THURSDAY, MIDDAY, I OPTED for the scenic route north from Stormville and followed the Hudson River for seventy stop-and-go miles. I made it to Athens about an hour and a half later. Athens, with its run-down wood-framed buildings and sleepy sidewalks, was the sort of small town Fran might have described, once upon a time, as quaint. I, on the other hand, might have called it a dump.

One main artery ran through the center of the downtown-a road that paralleled the Hudson River, which ran wide and dark under the gray cloud cover. Judging by the proximity of the river, I guessed that Athens had been built inside the flood plain, which may have made it a constant source of anxiety for some of its residents, especially when you considered how many American towns had been wiped out by floods during the past few warm, wet winters. Whatever the case, the town was made up of dozens of two- and three-story asphalt-clad houses and buildings that occupied both sides of Main Street. An occasional coffee shop or hardware store was interspersed amongst the residences. Cars and pickup trucks parked on the diagonal against the curb, the hoods and bumpers pressed up against parking meters with red flags clearly flying, as if the police had simply given up collecting revenues from parking violations.

I took it slowly, driving through the town at ten to fifteen miles per hour, and kept a watchful eye out for Vasquez on the off chance that he might be reckless enough to be walking the streets, maybe taking in a little sightseeing, despite the fact that there were no sights to be seen. I knew that finding Vasquez on the street like a common citizen would have been next to impossible. But then, I had no other plan in mind but to cruise the streets and find what I could find until something turned up.
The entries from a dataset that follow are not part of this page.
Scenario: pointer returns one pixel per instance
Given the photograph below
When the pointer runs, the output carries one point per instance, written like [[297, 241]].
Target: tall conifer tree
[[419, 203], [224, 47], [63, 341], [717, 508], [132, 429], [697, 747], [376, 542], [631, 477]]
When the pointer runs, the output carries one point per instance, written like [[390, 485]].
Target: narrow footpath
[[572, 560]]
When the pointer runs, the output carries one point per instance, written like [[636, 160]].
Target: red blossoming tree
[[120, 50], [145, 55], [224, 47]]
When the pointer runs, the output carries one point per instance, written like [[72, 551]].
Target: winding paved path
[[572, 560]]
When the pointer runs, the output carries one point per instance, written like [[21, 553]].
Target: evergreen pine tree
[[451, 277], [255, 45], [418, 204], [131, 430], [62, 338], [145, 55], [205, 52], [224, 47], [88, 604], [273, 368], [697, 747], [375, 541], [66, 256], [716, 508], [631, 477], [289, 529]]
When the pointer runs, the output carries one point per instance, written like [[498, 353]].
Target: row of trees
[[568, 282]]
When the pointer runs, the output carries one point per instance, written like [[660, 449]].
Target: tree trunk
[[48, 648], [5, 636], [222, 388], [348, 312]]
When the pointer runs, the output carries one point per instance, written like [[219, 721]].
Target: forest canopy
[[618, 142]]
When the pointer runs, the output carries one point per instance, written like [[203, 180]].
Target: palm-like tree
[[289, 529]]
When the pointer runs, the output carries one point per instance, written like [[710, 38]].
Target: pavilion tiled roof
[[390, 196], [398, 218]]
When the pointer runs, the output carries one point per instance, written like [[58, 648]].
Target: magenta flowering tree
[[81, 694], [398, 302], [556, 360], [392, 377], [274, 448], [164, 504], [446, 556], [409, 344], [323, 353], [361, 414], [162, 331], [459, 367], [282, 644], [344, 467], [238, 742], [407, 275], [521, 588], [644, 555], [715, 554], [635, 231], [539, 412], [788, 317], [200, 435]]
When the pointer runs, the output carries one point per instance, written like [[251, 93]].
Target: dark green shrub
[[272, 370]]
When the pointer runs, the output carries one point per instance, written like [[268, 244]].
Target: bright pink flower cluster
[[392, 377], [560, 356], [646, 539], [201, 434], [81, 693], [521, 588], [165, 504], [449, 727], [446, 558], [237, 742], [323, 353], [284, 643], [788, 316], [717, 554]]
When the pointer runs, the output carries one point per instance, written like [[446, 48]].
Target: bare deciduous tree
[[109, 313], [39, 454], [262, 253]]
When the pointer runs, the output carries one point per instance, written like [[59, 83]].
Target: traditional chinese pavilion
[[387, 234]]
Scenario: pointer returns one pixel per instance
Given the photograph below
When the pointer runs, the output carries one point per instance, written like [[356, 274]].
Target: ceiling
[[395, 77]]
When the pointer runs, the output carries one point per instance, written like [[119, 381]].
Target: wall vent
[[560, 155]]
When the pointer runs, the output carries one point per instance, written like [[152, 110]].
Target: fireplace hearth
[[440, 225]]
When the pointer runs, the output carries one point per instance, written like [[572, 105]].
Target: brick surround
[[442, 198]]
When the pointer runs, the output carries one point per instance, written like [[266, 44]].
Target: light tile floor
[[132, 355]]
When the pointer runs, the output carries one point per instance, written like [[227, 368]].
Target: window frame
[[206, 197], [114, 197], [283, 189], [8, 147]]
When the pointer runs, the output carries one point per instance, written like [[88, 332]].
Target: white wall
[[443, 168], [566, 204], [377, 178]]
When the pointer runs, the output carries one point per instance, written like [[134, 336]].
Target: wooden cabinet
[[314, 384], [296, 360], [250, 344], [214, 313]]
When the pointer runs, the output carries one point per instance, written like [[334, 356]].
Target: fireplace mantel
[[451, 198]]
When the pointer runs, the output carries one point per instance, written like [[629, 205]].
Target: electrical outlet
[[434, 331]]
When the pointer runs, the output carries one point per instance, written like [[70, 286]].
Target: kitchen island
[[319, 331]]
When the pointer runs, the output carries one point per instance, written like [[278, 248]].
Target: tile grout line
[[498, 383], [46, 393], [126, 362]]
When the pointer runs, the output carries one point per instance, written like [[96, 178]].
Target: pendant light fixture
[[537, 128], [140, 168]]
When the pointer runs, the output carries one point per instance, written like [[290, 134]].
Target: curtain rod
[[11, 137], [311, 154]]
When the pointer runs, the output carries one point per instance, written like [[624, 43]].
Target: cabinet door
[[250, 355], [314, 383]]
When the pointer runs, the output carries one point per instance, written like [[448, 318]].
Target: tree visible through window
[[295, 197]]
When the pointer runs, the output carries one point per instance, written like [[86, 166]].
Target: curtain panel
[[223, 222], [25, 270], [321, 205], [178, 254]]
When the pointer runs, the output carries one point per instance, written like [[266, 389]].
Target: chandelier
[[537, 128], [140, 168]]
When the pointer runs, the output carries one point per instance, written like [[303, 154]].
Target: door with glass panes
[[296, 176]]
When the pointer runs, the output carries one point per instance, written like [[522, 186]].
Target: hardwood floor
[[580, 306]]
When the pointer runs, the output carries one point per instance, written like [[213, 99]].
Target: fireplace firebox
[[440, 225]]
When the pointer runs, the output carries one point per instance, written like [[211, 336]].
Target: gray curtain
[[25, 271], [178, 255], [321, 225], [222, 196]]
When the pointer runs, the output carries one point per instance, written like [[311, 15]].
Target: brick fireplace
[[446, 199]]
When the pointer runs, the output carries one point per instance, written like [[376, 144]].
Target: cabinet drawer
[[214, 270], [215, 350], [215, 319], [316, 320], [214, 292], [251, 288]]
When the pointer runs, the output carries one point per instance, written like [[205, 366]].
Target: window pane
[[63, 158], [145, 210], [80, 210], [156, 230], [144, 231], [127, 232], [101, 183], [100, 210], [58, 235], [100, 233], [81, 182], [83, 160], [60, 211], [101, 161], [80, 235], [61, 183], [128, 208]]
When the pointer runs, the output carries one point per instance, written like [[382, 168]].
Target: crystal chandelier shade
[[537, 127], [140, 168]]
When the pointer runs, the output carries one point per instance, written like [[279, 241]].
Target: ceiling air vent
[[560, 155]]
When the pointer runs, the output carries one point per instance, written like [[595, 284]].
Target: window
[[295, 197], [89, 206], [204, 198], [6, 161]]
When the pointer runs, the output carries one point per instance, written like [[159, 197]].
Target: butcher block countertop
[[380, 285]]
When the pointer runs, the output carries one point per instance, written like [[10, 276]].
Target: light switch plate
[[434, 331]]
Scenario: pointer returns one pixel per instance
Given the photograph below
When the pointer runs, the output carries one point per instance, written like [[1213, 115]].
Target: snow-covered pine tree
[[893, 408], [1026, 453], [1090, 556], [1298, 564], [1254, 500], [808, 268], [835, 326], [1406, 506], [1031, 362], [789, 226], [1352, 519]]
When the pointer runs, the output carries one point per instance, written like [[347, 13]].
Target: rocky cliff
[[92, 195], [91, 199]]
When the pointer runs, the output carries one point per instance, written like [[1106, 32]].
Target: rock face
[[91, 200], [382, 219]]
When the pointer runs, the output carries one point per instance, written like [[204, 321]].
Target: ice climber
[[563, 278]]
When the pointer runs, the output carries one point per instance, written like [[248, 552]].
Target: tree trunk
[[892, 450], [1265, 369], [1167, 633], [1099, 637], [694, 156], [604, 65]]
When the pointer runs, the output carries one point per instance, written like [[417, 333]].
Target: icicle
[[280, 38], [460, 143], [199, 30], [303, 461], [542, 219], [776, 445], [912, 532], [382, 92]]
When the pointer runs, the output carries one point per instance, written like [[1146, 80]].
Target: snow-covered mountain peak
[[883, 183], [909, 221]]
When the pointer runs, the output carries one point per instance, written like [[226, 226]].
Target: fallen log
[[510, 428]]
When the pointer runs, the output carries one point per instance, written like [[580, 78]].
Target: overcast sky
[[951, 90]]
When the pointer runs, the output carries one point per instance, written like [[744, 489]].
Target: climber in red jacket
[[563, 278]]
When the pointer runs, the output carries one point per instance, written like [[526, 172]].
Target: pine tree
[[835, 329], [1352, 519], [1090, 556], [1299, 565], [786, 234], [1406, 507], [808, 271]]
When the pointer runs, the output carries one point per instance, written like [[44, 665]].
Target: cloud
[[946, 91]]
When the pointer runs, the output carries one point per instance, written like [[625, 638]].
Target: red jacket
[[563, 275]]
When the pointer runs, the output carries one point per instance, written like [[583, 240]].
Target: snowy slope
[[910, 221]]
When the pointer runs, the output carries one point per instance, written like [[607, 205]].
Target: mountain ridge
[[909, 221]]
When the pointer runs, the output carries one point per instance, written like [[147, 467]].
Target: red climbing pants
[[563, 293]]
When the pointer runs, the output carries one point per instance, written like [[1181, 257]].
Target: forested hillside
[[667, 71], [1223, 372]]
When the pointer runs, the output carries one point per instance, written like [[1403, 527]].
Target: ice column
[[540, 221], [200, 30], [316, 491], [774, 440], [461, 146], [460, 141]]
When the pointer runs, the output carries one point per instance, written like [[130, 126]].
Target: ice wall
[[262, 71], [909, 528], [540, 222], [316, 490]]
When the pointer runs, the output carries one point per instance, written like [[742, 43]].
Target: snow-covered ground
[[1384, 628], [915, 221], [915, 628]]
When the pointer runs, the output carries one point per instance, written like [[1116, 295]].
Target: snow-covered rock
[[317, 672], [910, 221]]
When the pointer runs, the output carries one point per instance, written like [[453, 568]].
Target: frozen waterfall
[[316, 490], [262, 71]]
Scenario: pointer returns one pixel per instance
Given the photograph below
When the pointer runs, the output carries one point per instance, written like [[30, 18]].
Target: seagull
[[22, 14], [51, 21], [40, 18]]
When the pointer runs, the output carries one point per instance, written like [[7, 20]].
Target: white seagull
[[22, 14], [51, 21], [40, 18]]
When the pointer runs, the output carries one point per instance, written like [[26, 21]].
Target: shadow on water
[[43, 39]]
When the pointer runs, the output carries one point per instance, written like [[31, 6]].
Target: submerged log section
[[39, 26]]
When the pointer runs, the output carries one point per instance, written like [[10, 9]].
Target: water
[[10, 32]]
I took three separate trips up and down the main drag, doing my best to get a good look through the wide, square-shaped picture windows of the eating establishments. I gazed at the faces of the passersby. Sad looking people in blue jeans and T-shirts, mostly, who returned my stares with squinty-eyed suspicion.

After a while, I decided to turn off onto another side street that ran parallel to the Hudson River. But the effort was futile. That was when I decided to pull into the Sunoco station at the northern edge of town. When all else fails, my father used to say, stop at a gas station, ask for directions.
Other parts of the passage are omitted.